今月のいちおし!7月 New!

ガージュー先生

対馬丸事件を生きぬいた少女の物語

著者 たじま ゆきひこ

発行 童心社

2,200円(税込)





                          野際章人

 この一冊の絵本は、田島征彦(たじまゆきひこ)さん作の絵本『ガージュー先生 対馬丸事件を生きぬいた少女の物語」(童心社)です。2026年4月に発売された作品です。

 第二次世界大戦末期の1944年8月22日、米軍上陸で地上戦が始まるのを観こし、沖縄から本土に避難させる子どもや引率教員等を乗せた疎開船・対馬丸は、長崎に向かう途中、鹿児島・トカラ列島の悪石島沖で米潜水艦の魚雷を受けて沈没しました。

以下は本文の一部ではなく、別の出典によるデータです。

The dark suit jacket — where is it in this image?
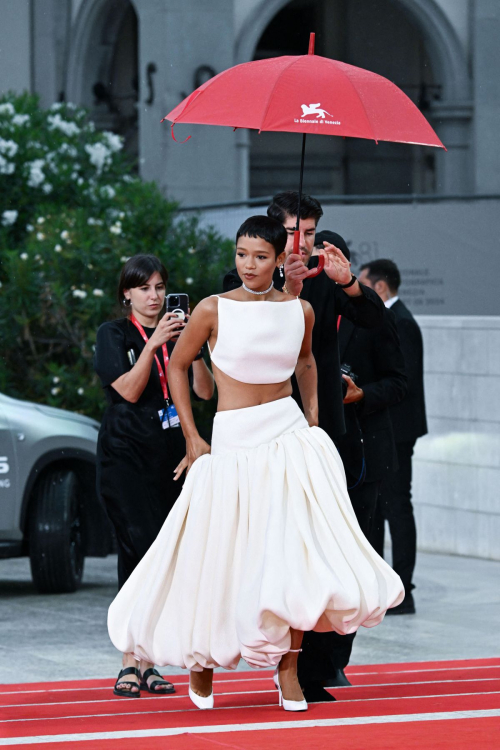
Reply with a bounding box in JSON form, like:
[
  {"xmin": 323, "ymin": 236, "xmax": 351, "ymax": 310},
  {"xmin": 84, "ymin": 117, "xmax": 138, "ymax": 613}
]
[
  {"xmin": 223, "ymin": 257, "xmax": 385, "ymax": 439},
  {"xmin": 337, "ymin": 310, "xmax": 407, "ymax": 482},
  {"xmin": 390, "ymin": 299, "xmax": 427, "ymax": 443}
]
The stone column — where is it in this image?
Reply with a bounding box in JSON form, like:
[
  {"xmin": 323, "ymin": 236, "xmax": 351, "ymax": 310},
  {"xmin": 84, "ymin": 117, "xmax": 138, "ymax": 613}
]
[
  {"xmin": 32, "ymin": 0, "xmax": 71, "ymax": 107},
  {"xmin": 135, "ymin": 0, "xmax": 241, "ymax": 205},
  {"xmin": 471, "ymin": 0, "xmax": 500, "ymax": 193},
  {"xmin": 0, "ymin": 0, "xmax": 32, "ymax": 94}
]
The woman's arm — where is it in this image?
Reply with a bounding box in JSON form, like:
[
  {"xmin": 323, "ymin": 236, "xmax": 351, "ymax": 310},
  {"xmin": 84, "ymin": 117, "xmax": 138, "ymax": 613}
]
[
  {"xmin": 168, "ymin": 297, "xmax": 217, "ymax": 479},
  {"xmin": 111, "ymin": 313, "xmax": 185, "ymax": 404},
  {"xmin": 193, "ymin": 357, "xmax": 215, "ymax": 401},
  {"xmin": 295, "ymin": 300, "xmax": 318, "ymax": 427}
]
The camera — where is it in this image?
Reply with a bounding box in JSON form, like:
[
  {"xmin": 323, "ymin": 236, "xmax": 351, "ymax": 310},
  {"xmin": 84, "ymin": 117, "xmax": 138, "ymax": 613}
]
[
  {"xmin": 340, "ymin": 362, "xmax": 358, "ymax": 399},
  {"xmin": 166, "ymin": 293, "xmax": 189, "ymax": 333}
]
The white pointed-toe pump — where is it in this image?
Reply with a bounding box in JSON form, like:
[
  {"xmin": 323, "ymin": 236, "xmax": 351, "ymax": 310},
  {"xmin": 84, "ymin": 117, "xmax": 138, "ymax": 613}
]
[
  {"xmin": 189, "ymin": 685, "xmax": 214, "ymax": 709},
  {"xmin": 273, "ymin": 648, "xmax": 308, "ymax": 711}
]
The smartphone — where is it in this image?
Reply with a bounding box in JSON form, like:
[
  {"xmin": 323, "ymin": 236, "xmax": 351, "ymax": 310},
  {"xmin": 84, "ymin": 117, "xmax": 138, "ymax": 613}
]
[
  {"xmin": 166, "ymin": 293, "xmax": 189, "ymax": 333},
  {"xmin": 166, "ymin": 294, "xmax": 189, "ymax": 315}
]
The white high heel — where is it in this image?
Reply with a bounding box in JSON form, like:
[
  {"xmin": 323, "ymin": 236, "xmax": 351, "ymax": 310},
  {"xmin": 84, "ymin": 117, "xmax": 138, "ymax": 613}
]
[
  {"xmin": 189, "ymin": 685, "xmax": 214, "ymax": 709},
  {"xmin": 273, "ymin": 648, "xmax": 308, "ymax": 711}
]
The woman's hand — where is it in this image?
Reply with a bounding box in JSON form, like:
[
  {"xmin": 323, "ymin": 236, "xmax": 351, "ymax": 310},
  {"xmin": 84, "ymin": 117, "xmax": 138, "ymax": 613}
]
[
  {"xmin": 320, "ymin": 242, "xmax": 352, "ymax": 284},
  {"xmin": 174, "ymin": 435, "xmax": 211, "ymax": 481},
  {"xmin": 149, "ymin": 313, "xmax": 186, "ymax": 350},
  {"xmin": 342, "ymin": 375, "xmax": 365, "ymax": 404}
]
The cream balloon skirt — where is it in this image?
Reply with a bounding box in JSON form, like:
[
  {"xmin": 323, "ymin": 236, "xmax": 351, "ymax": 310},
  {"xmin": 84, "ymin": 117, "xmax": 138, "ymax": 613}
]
[{"xmin": 108, "ymin": 398, "xmax": 404, "ymax": 671}]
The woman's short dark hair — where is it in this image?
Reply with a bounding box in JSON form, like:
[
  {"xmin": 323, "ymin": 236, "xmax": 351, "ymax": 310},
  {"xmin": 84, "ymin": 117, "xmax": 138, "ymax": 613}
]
[
  {"xmin": 118, "ymin": 254, "xmax": 168, "ymax": 307},
  {"xmin": 236, "ymin": 216, "xmax": 287, "ymax": 257},
  {"xmin": 267, "ymin": 190, "xmax": 323, "ymax": 226}
]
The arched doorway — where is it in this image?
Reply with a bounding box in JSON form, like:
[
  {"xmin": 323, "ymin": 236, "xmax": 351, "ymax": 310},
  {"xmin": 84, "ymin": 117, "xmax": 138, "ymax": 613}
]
[
  {"xmin": 68, "ymin": 0, "xmax": 139, "ymax": 163},
  {"xmin": 245, "ymin": 0, "xmax": 454, "ymax": 196}
]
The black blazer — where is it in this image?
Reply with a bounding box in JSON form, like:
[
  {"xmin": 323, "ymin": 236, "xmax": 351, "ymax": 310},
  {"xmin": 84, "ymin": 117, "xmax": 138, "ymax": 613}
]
[
  {"xmin": 337, "ymin": 310, "xmax": 407, "ymax": 482},
  {"xmin": 223, "ymin": 256, "xmax": 385, "ymax": 439},
  {"xmin": 390, "ymin": 299, "xmax": 427, "ymax": 443}
]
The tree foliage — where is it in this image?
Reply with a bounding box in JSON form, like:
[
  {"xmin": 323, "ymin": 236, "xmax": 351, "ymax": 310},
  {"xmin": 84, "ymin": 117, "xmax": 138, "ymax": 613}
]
[{"xmin": 0, "ymin": 95, "xmax": 233, "ymax": 418}]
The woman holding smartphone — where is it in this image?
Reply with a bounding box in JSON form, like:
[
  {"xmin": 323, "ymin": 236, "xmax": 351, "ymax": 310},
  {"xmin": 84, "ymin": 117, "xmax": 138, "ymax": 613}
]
[{"xmin": 94, "ymin": 255, "xmax": 214, "ymax": 698}]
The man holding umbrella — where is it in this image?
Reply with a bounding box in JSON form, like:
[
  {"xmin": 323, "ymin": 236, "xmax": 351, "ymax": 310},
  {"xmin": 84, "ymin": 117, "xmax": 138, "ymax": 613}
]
[{"xmin": 223, "ymin": 190, "xmax": 385, "ymax": 440}]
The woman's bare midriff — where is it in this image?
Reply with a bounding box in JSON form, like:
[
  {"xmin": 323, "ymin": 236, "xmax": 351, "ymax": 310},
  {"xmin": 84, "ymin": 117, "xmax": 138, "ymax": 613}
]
[{"xmin": 212, "ymin": 362, "xmax": 292, "ymax": 411}]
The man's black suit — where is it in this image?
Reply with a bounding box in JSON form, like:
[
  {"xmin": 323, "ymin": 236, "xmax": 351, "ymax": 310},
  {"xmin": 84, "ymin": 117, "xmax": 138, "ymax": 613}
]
[
  {"xmin": 299, "ymin": 310, "xmax": 407, "ymax": 685},
  {"xmin": 371, "ymin": 300, "xmax": 427, "ymax": 596},
  {"xmin": 223, "ymin": 257, "xmax": 384, "ymax": 440}
]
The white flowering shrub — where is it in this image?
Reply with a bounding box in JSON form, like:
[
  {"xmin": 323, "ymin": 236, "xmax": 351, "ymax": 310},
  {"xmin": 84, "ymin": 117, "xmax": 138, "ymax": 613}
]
[{"xmin": 0, "ymin": 95, "xmax": 234, "ymax": 419}]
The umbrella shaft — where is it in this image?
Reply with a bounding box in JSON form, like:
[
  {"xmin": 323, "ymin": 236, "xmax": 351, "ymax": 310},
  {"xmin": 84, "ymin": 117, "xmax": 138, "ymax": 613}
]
[{"xmin": 295, "ymin": 133, "xmax": 306, "ymax": 232}]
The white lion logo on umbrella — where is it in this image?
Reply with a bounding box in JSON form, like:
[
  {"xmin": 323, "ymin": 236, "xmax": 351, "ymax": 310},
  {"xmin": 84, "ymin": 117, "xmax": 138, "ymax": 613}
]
[{"xmin": 300, "ymin": 102, "xmax": 333, "ymax": 120}]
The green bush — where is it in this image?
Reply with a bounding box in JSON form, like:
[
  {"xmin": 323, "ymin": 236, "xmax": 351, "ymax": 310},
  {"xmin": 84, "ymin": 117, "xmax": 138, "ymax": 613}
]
[{"xmin": 0, "ymin": 95, "xmax": 234, "ymax": 428}]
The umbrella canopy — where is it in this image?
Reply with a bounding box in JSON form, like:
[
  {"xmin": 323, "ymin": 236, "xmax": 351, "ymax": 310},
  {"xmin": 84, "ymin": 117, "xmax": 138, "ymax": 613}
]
[
  {"xmin": 165, "ymin": 48, "xmax": 444, "ymax": 148},
  {"xmin": 162, "ymin": 33, "xmax": 444, "ymax": 276}
]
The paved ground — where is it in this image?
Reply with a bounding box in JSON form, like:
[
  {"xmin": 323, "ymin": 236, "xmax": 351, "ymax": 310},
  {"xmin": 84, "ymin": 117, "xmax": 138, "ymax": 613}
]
[{"xmin": 0, "ymin": 553, "xmax": 500, "ymax": 683}]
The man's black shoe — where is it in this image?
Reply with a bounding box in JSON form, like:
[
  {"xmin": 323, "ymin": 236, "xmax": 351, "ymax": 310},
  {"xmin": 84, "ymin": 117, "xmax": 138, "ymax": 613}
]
[
  {"xmin": 301, "ymin": 682, "xmax": 337, "ymax": 703},
  {"xmin": 386, "ymin": 593, "xmax": 417, "ymax": 615},
  {"xmin": 325, "ymin": 669, "xmax": 352, "ymax": 687}
]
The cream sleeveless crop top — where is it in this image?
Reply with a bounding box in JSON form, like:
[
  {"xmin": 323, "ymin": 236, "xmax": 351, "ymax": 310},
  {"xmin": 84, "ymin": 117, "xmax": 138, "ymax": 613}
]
[{"xmin": 210, "ymin": 295, "xmax": 305, "ymax": 385}]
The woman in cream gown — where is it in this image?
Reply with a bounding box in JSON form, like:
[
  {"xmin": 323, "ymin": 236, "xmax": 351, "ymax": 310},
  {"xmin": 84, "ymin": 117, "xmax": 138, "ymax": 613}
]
[{"xmin": 108, "ymin": 216, "xmax": 404, "ymax": 710}]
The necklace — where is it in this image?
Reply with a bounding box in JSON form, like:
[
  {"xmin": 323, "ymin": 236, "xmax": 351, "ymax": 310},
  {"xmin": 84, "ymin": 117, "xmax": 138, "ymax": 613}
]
[{"xmin": 243, "ymin": 281, "xmax": 274, "ymax": 294}]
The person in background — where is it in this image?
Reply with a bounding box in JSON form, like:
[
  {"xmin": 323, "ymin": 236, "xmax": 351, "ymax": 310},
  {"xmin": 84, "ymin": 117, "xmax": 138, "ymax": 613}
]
[
  {"xmin": 360, "ymin": 259, "xmax": 427, "ymax": 615},
  {"xmin": 299, "ymin": 235, "xmax": 407, "ymax": 699},
  {"xmin": 223, "ymin": 190, "xmax": 384, "ymax": 444},
  {"xmin": 94, "ymin": 255, "xmax": 214, "ymax": 698}
]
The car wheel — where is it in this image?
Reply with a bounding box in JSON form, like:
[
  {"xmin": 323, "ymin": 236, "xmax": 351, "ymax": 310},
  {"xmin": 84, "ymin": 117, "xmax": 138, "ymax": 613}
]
[{"xmin": 29, "ymin": 469, "xmax": 84, "ymax": 594}]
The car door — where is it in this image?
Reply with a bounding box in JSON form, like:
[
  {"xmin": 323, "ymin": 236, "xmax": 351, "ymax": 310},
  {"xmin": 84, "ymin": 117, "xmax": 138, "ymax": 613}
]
[{"xmin": 0, "ymin": 404, "xmax": 19, "ymax": 540}]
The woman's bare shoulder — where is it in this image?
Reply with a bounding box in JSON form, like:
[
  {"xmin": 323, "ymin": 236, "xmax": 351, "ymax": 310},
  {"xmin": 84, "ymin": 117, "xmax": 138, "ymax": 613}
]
[
  {"xmin": 299, "ymin": 298, "xmax": 314, "ymax": 320},
  {"xmin": 195, "ymin": 294, "xmax": 217, "ymax": 315}
]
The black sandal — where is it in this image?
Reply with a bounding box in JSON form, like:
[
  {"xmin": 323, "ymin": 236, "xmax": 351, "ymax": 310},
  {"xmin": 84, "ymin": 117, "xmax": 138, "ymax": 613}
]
[
  {"xmin": 113, "ymin": 667, "xmax": 141, "ymax": 698},
  {"xmin": 141, "ymin": 667, "xmax": 175, "ymax": 695}
]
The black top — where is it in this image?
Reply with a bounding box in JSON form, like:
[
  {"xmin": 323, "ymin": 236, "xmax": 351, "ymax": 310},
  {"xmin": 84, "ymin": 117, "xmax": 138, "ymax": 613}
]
[
  {"xmin": 223, "ymin": 256, "xmax": 385, "ymax": 438},
  {"xmin": 94, "ymin": 318, "xmax": 192, "ymax": 586},
  {"xmin": 337, "ymin": 310, "xmax": 407, "ymax": 482},
  {"xmin": 94, "ymin": 318, "xmax": 192, "ymax": 409},
  {"xmin": 390, "ymin": 299, "xmax": 427, "ymax": 443}
]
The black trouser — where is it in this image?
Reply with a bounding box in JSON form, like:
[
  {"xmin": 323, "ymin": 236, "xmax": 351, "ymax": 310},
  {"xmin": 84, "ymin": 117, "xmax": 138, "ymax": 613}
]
[
  {"xmin": 298, "ymin": 481, "xmax": 381, "ymax": 685},
  {"xmin": 370, "ymin": 441, "xmax": 417, "ymax": 593}
]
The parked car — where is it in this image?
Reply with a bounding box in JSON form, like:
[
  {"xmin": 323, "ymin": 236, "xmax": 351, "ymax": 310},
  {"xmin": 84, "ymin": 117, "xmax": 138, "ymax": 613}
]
[{"xmin": 0, "ymin": 394, "xmax": 113, "ymax": 593}]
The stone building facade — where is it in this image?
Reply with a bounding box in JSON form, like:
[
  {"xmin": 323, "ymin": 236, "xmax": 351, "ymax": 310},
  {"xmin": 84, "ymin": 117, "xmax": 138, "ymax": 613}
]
[{"xmin": 0, "ymin": 0, "xmax": 500, "ymax": 205}]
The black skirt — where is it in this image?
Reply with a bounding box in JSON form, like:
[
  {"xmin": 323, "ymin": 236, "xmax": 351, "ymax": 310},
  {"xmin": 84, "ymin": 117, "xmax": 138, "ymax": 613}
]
[{"xmin": 94, "ymin": 318, "xmax": 191, "ymax": 587}]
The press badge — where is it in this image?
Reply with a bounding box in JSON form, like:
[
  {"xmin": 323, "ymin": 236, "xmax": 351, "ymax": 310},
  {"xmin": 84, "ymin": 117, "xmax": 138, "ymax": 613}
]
[{"xmin": 158, "ymin": 404, "xmax": 181, "ymax": 430}]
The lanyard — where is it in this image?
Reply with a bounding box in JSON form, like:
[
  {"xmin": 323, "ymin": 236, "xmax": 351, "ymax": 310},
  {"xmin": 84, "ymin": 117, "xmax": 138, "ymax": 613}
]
[{"xmin": 130, "ymin": 315, "xmax": 170, "ymax": 404}]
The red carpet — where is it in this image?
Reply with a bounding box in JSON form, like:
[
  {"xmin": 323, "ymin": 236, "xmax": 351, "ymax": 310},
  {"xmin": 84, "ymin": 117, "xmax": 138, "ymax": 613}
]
[{"xmin": 0, "ymin": 659, "xmax": 500, "ymax": 750}]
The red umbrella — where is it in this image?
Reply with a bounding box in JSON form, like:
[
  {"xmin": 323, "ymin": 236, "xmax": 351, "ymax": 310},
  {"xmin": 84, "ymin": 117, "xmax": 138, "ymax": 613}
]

 乗船していた約1,800人のうち、判明しているだけでも1,484人が命を落としました。そんな中でも生き抜いた少女の物語を絵本にしたものです。

 ガージューとは沖縄の方言で「頑固で気が強い人」という意味を持ちます。

 沖縄で疎開船の悲劇を生き延び、のちに小学校の先生となって平和の尊さを伝え続けた実在の女性(平良啓子さん)をモデルにした、命の大切さを語り継ぐ物語です。